This seems to be a swamp of far greater complexity than I had initially expected. Given that ... I would be more than happy to make up a patch which leaves nsnull exactly as it is, but casts the offending uses to void* in as many places as I can find them. Would that be generally considered a preferable solution?
I think it would. Casting to (float*) might fit better than (void*), but it doesn't matter much. I think the offending uses are simply all the callers of GetAnimatedLengthValues, which are listed at: http://mxr.mozilla.org/mozilla-central/search?string=GetAnimatedLengthValues
Comment on attachment 428895 [details] [diff] [review] defines nsnull safely for 64-bit platforms As we discussed on IRC, I don't think NULL fixes the problem. I think we should either fix this in the SVG code with casts to (float*) (relatively simple), or find an appropriate way to #ifdef for LLP64 so that we can make nsnull either 0LL or 0L.

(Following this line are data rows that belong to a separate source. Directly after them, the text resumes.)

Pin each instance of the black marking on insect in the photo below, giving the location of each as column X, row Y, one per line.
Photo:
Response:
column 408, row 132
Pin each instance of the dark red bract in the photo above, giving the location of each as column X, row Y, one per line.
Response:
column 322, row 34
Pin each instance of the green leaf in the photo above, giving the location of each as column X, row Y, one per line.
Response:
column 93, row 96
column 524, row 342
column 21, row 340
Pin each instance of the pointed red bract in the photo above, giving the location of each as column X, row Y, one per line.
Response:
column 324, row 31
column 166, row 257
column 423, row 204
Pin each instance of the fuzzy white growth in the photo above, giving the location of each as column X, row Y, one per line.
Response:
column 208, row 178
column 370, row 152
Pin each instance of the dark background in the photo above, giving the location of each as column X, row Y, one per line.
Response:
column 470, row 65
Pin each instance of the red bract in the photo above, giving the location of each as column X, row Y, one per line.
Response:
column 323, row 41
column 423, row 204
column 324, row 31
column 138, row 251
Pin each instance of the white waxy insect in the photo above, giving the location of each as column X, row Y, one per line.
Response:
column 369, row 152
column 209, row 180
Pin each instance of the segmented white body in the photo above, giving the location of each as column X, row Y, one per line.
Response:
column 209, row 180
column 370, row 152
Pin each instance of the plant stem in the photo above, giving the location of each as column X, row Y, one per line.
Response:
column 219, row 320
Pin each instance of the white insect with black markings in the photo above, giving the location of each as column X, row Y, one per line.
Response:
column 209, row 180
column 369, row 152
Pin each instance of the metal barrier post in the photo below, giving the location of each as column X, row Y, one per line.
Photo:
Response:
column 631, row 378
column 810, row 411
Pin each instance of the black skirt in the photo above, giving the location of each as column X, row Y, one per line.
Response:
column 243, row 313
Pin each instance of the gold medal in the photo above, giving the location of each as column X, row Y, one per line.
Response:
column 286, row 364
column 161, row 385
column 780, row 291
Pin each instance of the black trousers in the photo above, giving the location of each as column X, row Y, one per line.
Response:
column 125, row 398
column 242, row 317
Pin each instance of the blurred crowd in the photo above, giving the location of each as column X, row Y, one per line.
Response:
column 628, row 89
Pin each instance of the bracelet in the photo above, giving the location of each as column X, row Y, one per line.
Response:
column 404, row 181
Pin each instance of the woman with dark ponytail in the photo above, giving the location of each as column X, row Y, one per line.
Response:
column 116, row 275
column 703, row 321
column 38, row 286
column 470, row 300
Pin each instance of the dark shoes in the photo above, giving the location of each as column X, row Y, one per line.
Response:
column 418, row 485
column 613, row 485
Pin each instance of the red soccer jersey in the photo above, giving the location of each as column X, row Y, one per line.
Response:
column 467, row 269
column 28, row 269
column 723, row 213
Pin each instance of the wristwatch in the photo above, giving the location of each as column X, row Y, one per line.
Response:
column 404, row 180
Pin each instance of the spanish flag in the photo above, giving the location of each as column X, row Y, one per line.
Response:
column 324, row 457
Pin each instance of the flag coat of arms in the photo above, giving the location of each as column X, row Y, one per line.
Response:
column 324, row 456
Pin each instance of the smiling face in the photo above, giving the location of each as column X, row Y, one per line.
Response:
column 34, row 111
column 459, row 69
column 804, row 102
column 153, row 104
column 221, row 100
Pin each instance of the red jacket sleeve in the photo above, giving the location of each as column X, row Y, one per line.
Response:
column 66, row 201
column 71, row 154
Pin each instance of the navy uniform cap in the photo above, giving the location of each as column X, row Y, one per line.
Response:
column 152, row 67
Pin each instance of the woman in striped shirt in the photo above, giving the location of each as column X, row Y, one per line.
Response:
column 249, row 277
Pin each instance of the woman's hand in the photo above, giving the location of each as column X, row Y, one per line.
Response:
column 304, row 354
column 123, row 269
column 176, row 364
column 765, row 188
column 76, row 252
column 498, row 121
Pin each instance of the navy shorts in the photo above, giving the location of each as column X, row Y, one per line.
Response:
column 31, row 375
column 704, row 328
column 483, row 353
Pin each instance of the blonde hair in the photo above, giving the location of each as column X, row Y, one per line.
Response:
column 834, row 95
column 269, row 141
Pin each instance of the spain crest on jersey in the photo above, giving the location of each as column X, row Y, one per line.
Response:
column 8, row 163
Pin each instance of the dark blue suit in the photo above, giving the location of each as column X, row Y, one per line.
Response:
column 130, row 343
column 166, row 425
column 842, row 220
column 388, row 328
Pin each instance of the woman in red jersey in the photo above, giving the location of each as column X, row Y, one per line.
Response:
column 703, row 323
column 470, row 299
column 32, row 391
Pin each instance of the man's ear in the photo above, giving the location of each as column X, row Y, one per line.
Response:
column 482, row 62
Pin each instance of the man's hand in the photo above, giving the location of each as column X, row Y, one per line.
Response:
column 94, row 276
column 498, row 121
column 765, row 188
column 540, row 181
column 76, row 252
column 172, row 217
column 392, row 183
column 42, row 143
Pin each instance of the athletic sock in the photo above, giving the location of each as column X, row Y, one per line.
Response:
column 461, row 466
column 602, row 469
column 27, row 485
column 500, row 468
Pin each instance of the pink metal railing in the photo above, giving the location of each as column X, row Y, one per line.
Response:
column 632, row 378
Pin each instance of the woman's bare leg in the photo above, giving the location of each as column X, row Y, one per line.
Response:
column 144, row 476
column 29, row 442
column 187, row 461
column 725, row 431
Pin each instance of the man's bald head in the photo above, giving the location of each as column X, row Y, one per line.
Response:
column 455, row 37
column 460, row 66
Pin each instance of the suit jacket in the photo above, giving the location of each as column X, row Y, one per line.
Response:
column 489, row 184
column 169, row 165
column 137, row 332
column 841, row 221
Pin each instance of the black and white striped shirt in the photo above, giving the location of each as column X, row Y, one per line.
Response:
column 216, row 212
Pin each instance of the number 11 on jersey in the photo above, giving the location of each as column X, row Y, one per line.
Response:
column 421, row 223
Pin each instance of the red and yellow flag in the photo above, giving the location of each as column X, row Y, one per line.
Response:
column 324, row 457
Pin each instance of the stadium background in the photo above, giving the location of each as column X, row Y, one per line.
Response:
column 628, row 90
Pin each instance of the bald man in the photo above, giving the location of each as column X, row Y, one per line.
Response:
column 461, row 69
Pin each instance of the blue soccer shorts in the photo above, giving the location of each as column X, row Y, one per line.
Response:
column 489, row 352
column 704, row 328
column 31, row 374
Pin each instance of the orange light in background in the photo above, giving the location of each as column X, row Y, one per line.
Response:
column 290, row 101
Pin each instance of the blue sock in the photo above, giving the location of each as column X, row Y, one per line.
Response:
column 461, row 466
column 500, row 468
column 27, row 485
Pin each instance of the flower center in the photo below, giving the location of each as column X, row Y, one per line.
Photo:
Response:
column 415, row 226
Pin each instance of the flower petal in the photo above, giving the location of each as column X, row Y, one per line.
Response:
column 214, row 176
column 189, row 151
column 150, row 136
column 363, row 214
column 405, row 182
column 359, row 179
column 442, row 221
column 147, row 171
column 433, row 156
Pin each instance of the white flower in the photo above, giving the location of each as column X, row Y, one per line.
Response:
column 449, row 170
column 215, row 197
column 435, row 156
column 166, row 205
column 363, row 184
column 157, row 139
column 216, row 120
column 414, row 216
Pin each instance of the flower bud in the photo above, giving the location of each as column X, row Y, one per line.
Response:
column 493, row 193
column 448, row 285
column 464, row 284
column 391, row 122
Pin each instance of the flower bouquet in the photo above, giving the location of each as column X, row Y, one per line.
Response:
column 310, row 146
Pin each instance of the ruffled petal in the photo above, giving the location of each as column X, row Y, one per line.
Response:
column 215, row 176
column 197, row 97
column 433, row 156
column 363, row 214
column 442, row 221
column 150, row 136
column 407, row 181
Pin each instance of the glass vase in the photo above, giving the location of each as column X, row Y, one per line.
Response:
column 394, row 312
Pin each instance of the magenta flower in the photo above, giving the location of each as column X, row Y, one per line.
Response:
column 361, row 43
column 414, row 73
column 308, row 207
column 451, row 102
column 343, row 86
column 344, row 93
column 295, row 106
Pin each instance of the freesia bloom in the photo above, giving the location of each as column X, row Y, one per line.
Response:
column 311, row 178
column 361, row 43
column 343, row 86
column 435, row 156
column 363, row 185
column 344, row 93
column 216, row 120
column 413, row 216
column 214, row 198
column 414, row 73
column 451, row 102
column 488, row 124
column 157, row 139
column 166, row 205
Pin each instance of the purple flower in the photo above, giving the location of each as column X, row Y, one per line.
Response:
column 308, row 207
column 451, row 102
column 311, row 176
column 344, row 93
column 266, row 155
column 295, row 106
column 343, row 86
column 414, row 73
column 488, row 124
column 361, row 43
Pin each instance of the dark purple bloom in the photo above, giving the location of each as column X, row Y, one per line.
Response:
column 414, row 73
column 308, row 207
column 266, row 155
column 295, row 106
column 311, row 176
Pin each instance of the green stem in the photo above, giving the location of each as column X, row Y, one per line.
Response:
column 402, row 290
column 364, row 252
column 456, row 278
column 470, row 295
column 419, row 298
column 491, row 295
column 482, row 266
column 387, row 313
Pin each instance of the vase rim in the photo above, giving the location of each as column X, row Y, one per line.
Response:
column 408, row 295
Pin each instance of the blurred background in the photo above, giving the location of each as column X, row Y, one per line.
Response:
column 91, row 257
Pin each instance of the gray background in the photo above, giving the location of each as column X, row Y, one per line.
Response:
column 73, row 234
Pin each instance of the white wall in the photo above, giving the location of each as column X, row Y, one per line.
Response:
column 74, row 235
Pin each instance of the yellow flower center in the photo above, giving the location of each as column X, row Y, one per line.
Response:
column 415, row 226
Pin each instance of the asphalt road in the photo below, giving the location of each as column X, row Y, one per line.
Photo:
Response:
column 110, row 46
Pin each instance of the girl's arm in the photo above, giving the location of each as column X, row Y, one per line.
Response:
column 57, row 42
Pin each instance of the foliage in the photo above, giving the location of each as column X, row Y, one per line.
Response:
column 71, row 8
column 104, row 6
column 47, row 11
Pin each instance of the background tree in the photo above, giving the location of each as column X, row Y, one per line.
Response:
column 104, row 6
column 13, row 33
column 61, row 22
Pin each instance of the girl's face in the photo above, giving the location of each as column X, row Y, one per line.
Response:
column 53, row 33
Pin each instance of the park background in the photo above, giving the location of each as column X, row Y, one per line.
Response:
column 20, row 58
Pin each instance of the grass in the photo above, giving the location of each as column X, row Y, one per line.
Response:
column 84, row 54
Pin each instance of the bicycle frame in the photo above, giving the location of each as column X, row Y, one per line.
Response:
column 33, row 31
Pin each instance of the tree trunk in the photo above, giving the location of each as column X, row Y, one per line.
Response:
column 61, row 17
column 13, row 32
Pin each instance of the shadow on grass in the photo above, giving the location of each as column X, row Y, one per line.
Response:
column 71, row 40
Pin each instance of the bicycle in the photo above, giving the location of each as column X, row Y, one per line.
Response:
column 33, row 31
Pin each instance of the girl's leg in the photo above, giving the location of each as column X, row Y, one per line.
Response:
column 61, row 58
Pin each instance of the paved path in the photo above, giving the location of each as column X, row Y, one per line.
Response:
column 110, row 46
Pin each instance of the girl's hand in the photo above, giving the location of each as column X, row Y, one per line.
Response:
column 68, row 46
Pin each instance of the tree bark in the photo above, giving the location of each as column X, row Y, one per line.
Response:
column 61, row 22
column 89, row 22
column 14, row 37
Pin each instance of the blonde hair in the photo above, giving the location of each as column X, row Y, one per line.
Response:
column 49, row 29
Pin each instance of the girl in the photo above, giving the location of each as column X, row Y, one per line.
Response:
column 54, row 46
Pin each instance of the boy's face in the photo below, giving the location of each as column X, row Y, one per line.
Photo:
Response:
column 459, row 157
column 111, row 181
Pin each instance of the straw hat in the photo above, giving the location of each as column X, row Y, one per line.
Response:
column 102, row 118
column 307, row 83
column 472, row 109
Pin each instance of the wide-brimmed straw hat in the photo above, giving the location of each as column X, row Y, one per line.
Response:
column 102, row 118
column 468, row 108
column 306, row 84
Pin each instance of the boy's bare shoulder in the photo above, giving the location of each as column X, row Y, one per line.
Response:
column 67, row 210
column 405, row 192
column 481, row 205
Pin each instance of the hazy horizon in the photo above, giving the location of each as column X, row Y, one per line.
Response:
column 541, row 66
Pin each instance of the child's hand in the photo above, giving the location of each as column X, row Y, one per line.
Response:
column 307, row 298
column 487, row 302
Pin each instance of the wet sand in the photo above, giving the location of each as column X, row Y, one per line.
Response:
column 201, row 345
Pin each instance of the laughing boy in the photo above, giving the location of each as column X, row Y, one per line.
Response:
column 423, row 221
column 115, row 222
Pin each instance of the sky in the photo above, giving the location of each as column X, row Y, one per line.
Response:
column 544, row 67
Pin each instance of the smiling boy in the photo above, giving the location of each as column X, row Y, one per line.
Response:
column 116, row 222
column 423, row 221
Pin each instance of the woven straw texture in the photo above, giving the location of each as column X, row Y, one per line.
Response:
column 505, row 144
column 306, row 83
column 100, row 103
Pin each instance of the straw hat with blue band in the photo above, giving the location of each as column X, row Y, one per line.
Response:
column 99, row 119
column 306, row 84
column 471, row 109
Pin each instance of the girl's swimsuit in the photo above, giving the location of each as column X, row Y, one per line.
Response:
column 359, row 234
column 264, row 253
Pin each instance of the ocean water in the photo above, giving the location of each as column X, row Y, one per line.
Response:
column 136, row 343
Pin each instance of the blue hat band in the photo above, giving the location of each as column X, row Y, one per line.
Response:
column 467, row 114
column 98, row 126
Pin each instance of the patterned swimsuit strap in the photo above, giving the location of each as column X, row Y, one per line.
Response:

Attachment #428895 - Flags: review?(dbaron) → review-
Sigh, it looks like there are there are actually three functions which suffer from this problem; they all use the same NULL-termination convention: void GetAnimatedLengthValues(float *aFirst, ...); void GetAnimatedNumberValues(float *aFirst, ...); void GetAnimatedIntegerValues(PRInt32 *aFirst, ...);
(In reply to comment #21) > or find an appropriate way to #ifdef for LLP64 so that we > can make nsnull either 0LL or 0L. Does this fit the bill? #if defined(_MSC_VER) && defined(_M_AMD64) # define nsnull 0LL #else # define nsnull 0L #endif It gives an appropriately sized value for both win64 and everything else (assuming win64 is the only 64-bit target which isn't LP64), and it doesn't rely on potentially broken or mis-sized definitions of NULL.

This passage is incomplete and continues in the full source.